The American Meat Institute (AMI) says the U.S. meat industry had to work hard to change course on mandatory country of origin label implementation because of USDA’s revision of implementation guidelines four days before the rule took effect.
AMI President J. Patrick Boyle says the USDA had built needed flexibility into its earlier labeling implementation guidance. “Under the previous guidance, retailers could have opted to sell meat from cattle born in Canada and Mexico but raised and processed in a U.S. meat plant as a product of the U.S., Canada and Mexico,” he says. “This would have helped packers control the costs associated with segregating livestock and meat, and retailers from having to manage multiple labels.”

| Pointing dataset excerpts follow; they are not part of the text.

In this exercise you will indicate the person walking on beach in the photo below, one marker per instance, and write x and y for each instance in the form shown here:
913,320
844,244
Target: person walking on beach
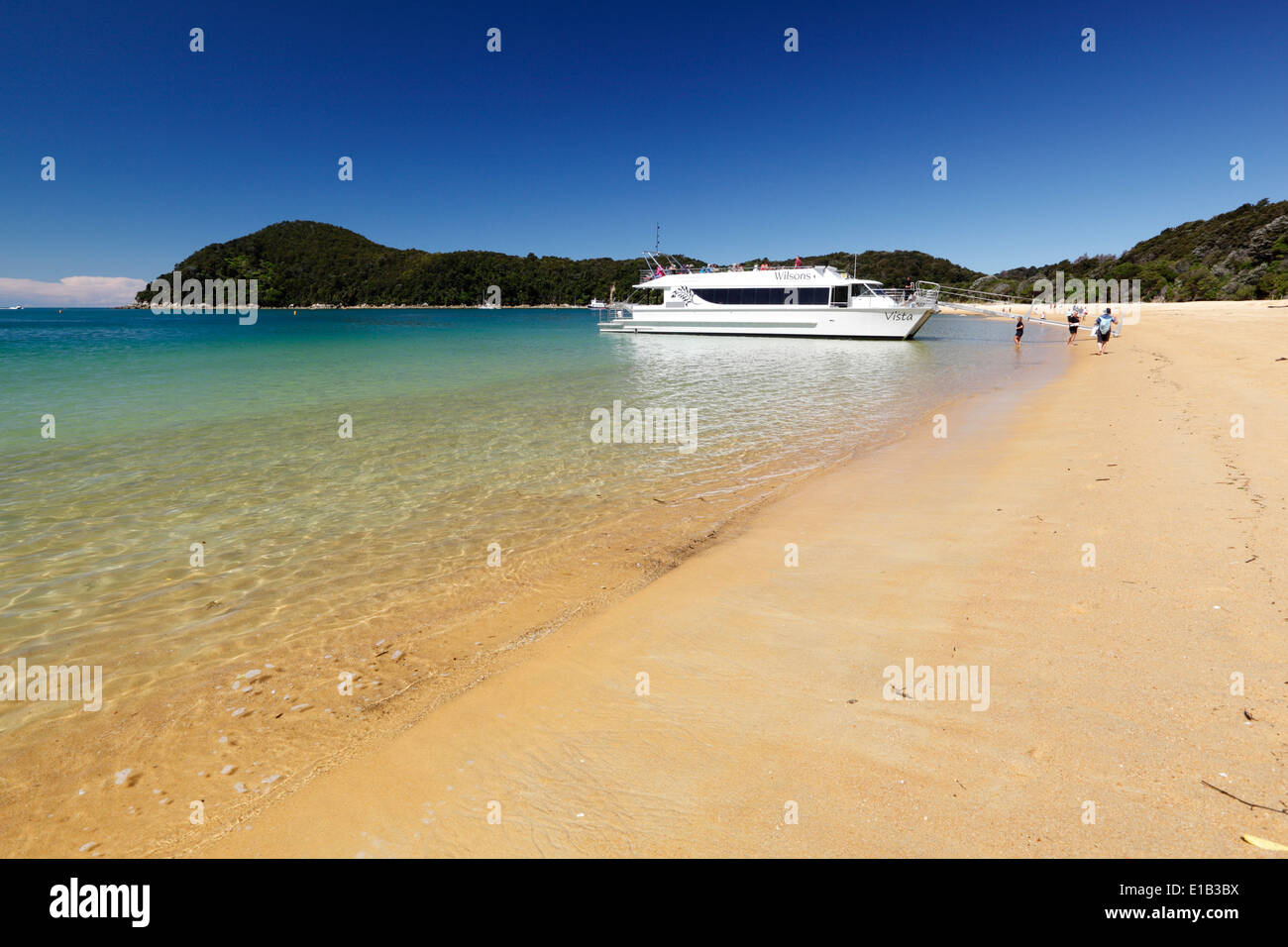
1106,324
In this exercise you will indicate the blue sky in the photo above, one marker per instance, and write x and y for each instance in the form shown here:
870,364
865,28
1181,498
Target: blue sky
752,150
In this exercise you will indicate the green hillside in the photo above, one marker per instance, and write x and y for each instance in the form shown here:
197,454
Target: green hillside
1241,254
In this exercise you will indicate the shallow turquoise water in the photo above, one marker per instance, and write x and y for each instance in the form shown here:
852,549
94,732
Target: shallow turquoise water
468,428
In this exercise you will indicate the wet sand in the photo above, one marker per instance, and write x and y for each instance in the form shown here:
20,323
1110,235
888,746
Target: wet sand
1115,689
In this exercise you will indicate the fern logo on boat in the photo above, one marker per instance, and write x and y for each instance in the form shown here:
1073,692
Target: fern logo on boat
218,296
651,425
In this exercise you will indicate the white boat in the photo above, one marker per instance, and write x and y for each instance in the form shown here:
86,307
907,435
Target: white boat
816,302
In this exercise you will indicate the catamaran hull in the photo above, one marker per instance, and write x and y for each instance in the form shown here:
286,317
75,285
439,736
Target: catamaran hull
823,322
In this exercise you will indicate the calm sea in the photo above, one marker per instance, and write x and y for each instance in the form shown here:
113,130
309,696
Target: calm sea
468,429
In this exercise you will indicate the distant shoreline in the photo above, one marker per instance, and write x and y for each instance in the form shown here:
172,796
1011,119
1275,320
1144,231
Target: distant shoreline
364,305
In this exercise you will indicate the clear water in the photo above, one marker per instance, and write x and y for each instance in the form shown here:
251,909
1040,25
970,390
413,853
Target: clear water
469,428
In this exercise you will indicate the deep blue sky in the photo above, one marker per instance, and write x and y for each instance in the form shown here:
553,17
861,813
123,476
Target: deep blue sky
1051,151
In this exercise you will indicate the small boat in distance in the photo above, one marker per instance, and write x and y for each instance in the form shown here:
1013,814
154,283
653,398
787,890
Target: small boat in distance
816,302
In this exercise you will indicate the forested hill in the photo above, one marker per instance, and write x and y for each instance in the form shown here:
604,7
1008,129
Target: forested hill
1241,254
299,263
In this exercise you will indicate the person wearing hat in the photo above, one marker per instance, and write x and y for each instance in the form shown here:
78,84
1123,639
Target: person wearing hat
1074,318
1106,324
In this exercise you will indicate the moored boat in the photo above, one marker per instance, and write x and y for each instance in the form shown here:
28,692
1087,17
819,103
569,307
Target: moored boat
816,302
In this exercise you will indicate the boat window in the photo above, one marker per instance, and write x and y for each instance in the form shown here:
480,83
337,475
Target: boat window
772,295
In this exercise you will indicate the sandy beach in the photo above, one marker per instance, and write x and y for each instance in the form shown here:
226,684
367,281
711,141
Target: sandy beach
735,705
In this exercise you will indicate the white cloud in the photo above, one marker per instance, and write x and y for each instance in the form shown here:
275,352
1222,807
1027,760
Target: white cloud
71,291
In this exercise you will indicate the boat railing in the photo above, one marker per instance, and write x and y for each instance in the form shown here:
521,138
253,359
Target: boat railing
614,313
921,294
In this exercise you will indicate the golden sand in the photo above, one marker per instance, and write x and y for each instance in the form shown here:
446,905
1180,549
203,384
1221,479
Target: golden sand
1116,689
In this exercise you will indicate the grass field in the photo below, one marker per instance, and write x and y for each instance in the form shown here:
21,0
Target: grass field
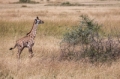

He says the flexibility allowed in USDA’s earlier guidance helped reduce first-year implementation costs to $2.5 billion from the estimated $3.9 billion. “USDA’s change four days prior to implementation is likely to drive costs back up to the original $3.9 billion proposal. Those costs will be passed on in the form of higher meat prices. Sadly, this increase comes at a time when consumers can ill afford it,” he comments.
According to a release from the Wyoming Stock Growers Association (WSGA), during the first six months USDA’s Agriculture Marketing Service will conduct an industry education and outreach program, during which no citations for violations will be issued. Boyle says that with the last-minute changes the industry will need to make extensive changes to procurement, segregation and labeling. “This will require additional time to ensure compliance,” he says.
Research at grocery stores in Casper reveals varying levels of education on the part of meat department managers. While some have heard nothing of impending labeling requirements from COOL, others, such at the meat department at Albertson’s, changed the labels of their beef and chicken beginning Oct. 1. The Albertson’s meat department manager says the switch wasn’t difficult on their level – merely a matter of adding the additional information to the meat’s label.
The WSGA says livestock producers should immediately begin to provide proof of origin. The rules provide that an affidavit can serve as proof of origin and USDA has approved several affidavits which WSGA is making available for download from their website, www.wysga.org. Forms may also be requested in hard copy or by fax by contacting the WSGA office at 307-638-3942.